County in Missouri, United States

Webster County is a county located in the U.S. state of Missouri. As of the 2020 census, the population was 39,085. Its county seat is Marshfield. The county was organized in 1855 and named for U.S. Senator and U.S. Secretary of State Daniel Webster.
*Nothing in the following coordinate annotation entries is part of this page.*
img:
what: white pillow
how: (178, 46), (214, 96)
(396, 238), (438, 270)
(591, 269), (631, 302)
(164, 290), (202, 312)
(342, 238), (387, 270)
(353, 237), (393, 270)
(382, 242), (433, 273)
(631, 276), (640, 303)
Webster County is part of the Springfield, MO Metropolitan Statistical Area.

==History==

Webster County was organized on March 3, 1855, and encompasses some of the highest extensive upland area of Missouri's Ozarks. The judicial seat is Marshfield, which lies 1,490 feet above sea level. Webster County is the highest county seat in the state of Missouri. Pioneer Legislator John F. McMahan named the county and county seat for Daniel Webster, and his Marshfield, Massachusetts home.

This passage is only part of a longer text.